И после того как зверек скрылся в чаще, Анфисе казалось, что она все еще слышит легкий шорох сучков и падающих на землю сухих шишек.
Когда они стали спускаться под горку к Синельге, Лукашин, прислушиваясь, заметил:
— Кто это воет?
— Какое воет, это Марфа наша поет, — рассмеялась Анфиса и наотмашь хлестнула кобылу, направляя ее в воду.
Миновав заросли прибрежного ивняка, они выехали на луг, который походил на огромное днище чана, втиснутое меж крутых лесистых гор. В голубом мареве белели платки, рубахи косарей. Косили парами: виднее работа. В ближайшей паре Лукашин без труда узнал величественную Марфу, с непокрытой головой вышагивающую под палящим солнцем, и щеголеватую, нарядную Варвару, бойко приплясывающую сзади нее.
— Что это они?

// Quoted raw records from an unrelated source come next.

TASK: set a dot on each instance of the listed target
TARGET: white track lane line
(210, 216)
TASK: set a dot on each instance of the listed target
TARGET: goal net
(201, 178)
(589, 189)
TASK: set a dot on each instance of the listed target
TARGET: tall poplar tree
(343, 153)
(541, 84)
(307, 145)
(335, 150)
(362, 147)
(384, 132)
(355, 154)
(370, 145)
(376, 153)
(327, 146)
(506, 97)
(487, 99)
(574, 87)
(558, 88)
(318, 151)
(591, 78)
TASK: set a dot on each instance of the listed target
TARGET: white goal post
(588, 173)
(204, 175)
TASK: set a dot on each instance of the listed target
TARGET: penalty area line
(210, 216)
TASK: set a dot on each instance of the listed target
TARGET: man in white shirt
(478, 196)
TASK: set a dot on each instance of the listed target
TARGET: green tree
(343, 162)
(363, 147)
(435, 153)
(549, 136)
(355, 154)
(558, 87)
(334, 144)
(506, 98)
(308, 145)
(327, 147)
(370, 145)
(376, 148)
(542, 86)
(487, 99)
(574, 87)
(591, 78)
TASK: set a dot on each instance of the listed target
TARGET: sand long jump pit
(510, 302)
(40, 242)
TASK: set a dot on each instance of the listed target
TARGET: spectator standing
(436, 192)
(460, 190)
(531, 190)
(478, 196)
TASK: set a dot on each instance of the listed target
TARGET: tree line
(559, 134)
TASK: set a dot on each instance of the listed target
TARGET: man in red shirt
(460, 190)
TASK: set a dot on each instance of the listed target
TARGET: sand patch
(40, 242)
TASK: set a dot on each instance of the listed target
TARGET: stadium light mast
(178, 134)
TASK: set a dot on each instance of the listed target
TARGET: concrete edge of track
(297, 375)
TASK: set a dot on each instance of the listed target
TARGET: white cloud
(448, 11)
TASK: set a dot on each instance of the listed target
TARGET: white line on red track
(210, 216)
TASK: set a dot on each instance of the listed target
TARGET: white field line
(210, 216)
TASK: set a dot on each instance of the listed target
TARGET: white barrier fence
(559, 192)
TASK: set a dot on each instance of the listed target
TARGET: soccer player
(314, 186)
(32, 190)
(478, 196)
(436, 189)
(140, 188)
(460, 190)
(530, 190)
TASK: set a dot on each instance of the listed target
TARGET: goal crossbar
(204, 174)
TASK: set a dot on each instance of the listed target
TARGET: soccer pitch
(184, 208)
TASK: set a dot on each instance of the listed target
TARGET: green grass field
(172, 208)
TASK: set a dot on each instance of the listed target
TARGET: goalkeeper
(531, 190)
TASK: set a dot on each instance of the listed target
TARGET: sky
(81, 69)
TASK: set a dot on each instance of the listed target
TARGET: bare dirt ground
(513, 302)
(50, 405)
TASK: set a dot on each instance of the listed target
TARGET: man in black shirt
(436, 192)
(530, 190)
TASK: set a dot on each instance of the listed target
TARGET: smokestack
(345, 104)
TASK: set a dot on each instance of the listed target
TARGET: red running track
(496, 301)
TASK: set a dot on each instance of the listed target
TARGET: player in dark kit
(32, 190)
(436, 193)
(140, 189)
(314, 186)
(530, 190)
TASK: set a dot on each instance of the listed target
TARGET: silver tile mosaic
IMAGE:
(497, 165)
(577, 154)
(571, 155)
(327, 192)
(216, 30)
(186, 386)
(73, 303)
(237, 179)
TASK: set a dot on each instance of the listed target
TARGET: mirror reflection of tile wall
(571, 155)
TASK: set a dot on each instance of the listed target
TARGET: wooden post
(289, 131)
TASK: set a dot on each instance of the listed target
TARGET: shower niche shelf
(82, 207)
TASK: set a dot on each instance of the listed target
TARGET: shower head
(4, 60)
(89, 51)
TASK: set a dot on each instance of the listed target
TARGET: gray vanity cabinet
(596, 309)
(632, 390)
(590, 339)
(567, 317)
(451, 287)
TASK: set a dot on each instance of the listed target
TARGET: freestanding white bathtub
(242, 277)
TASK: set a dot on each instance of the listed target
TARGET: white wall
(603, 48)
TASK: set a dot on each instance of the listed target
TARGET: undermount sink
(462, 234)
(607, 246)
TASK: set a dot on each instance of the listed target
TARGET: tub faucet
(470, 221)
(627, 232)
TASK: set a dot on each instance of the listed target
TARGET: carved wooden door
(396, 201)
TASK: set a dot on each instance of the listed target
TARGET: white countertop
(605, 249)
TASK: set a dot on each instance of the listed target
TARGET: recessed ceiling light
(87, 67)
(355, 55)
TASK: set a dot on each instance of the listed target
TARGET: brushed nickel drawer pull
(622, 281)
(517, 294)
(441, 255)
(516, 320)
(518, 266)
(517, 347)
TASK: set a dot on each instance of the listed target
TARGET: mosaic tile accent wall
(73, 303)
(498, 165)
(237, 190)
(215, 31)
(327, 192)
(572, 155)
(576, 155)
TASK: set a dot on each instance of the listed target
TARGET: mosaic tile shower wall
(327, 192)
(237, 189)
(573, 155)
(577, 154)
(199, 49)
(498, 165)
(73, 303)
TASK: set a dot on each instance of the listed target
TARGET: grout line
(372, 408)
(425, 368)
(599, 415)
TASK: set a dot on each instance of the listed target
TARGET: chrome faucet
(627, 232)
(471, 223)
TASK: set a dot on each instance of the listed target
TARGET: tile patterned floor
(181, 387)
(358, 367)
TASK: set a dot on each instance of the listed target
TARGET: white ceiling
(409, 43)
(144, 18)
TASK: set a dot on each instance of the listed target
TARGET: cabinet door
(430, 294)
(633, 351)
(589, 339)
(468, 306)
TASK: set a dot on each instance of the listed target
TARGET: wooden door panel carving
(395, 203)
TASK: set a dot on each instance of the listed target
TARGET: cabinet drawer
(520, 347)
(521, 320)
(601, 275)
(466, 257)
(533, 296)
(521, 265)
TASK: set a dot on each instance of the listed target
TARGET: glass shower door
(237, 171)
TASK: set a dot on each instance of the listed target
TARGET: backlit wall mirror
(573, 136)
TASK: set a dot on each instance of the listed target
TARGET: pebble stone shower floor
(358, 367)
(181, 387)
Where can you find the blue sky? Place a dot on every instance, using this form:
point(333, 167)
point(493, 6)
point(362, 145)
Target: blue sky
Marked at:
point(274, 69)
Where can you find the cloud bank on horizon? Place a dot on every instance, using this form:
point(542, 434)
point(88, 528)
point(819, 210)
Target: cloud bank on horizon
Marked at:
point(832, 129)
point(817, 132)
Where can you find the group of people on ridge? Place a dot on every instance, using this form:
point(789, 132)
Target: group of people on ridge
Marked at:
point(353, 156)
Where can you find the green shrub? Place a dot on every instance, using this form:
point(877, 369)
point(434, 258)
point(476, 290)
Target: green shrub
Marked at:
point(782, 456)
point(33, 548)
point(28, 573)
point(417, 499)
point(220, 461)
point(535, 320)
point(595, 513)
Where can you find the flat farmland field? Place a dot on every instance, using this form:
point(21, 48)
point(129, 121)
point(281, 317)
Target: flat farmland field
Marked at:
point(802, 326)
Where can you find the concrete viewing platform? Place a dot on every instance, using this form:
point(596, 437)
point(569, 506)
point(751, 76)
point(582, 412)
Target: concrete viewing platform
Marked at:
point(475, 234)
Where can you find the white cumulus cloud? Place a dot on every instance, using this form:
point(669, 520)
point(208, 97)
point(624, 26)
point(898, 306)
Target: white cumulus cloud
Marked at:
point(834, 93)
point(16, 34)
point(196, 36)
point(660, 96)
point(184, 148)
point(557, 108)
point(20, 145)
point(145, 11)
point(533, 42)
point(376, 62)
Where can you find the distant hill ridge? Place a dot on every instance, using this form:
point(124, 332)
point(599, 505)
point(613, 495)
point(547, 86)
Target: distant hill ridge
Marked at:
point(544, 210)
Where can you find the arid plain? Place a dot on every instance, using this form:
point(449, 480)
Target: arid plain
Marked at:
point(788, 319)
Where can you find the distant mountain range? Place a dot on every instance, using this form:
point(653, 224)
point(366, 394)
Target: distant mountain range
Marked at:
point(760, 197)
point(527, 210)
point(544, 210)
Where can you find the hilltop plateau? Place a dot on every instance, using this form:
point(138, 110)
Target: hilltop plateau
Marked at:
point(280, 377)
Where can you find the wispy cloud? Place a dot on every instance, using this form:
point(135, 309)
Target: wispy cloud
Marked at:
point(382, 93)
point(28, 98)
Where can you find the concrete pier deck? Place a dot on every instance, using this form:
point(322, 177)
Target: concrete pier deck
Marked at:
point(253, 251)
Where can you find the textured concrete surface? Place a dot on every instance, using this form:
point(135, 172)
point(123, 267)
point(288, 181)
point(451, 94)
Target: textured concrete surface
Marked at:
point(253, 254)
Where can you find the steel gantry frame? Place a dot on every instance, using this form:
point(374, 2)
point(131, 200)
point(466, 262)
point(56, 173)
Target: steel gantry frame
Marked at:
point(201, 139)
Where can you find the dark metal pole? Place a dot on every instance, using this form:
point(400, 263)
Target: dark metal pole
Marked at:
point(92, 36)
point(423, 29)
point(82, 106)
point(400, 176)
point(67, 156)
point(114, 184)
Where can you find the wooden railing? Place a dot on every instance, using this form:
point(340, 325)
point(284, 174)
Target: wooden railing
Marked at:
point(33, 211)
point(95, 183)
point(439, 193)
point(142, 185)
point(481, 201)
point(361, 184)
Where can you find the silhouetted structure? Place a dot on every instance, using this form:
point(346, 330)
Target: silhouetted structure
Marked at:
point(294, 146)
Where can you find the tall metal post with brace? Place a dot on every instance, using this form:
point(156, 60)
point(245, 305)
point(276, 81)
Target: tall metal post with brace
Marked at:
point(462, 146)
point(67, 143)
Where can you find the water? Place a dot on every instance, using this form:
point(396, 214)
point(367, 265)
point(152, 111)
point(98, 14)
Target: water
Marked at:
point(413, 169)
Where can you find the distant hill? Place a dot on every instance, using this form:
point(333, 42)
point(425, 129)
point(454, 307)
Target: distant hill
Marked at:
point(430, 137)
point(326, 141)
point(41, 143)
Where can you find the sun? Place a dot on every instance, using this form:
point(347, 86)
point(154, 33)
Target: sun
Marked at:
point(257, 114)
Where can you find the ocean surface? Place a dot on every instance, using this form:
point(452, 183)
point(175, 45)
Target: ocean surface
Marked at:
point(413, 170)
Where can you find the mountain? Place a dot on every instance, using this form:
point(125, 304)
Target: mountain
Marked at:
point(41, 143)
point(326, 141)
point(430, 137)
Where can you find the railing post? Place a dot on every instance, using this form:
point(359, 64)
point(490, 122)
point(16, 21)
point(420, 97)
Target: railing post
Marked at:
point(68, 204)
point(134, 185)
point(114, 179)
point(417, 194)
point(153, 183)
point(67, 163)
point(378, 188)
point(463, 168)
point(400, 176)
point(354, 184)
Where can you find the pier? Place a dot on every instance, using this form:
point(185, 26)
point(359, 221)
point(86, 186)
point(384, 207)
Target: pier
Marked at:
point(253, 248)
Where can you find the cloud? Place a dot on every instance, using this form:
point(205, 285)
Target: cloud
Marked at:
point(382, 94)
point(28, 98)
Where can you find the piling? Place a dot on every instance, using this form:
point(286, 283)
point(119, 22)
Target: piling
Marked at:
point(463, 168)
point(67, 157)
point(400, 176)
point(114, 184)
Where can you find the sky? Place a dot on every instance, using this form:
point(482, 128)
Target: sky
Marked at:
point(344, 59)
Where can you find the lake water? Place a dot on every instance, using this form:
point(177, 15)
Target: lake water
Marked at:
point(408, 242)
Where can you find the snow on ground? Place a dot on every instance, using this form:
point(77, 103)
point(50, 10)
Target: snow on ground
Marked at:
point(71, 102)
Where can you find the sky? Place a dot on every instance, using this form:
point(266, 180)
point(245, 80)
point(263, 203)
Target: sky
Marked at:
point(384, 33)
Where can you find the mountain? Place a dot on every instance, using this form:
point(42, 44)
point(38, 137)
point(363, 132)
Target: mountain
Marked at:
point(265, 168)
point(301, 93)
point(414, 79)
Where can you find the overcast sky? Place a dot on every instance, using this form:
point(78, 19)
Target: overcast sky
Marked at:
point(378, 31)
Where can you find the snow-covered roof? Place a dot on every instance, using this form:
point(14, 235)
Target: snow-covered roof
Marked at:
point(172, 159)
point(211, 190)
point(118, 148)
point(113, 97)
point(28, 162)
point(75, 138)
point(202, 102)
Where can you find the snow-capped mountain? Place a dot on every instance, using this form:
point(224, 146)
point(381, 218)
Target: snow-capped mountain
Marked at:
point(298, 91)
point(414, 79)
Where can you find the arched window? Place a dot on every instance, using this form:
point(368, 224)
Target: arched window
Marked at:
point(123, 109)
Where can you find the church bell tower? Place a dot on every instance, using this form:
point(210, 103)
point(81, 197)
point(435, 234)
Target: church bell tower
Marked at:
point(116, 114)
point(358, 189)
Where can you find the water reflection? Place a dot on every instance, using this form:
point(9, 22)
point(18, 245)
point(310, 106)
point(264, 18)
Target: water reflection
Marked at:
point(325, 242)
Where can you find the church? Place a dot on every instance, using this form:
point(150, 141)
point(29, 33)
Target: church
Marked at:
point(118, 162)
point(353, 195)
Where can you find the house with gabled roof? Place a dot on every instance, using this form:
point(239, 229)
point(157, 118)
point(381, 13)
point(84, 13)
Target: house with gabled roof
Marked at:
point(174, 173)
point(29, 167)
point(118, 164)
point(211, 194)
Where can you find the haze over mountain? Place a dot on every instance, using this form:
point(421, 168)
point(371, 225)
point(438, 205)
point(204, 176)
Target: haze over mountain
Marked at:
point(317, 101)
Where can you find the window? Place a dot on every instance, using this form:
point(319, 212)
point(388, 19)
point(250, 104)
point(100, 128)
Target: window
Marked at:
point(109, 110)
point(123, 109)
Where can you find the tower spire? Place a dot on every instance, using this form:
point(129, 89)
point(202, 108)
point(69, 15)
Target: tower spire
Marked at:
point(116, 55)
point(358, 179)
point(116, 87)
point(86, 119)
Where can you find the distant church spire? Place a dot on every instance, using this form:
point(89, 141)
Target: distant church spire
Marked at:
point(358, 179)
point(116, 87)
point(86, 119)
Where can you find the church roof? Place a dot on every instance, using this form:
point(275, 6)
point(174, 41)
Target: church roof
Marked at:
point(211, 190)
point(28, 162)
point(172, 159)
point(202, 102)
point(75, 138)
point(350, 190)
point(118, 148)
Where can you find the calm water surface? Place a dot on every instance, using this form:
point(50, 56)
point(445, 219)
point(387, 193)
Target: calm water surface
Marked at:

Ругаются, а работают вместе? — спросил он, придерживая коня.
— Завсегда так. Ругаются, а водой не разольешь.
Под двумя большими кустами ивы они спешились, связали лошадей и пошли навстречу Марфе и Варваре.
Свежескошенная трава вянула на глазах, хрустела стеблями под ногами и могуче источала в голубой воздух душистые запахи. Ветра не было, и этот волнующий аромат разнотравья плотной пеленой держался над лугом.
Возле прокоса, в ожидании, когда подойдут косцы, Лукашин и Анфиса остановились.
Марфа, кончив раскидывать косьем кошеницу, расправила напотевшие плечи, не то в шутку, не то всерьез бросила Анфисе:
— Чего выстала? Не икона! Взяла бы да помахала.
— А вот и возьму, — задорно вскинула голову Анфиса.
— Возьми, возьми, Анфисьюшка, поубавь у ней спеси-то.
Марфа недобрым взглядом смерила Варвару:
— Ну, ты! Не родилось еще в Пекашине такой бабы, чтобы супротив меня… Давай! — обернулась она к Анфисе.
Варвара, улыбаясь одними глазами из-под белого платка, наглухо кутавшего ей лицо (она и на работе не забывала оберегать свою красу), с готовностью протянула Анфисе косу, закивала Лукашину, — ей, видно, страсть как хотелось стравить председателя с Марфой.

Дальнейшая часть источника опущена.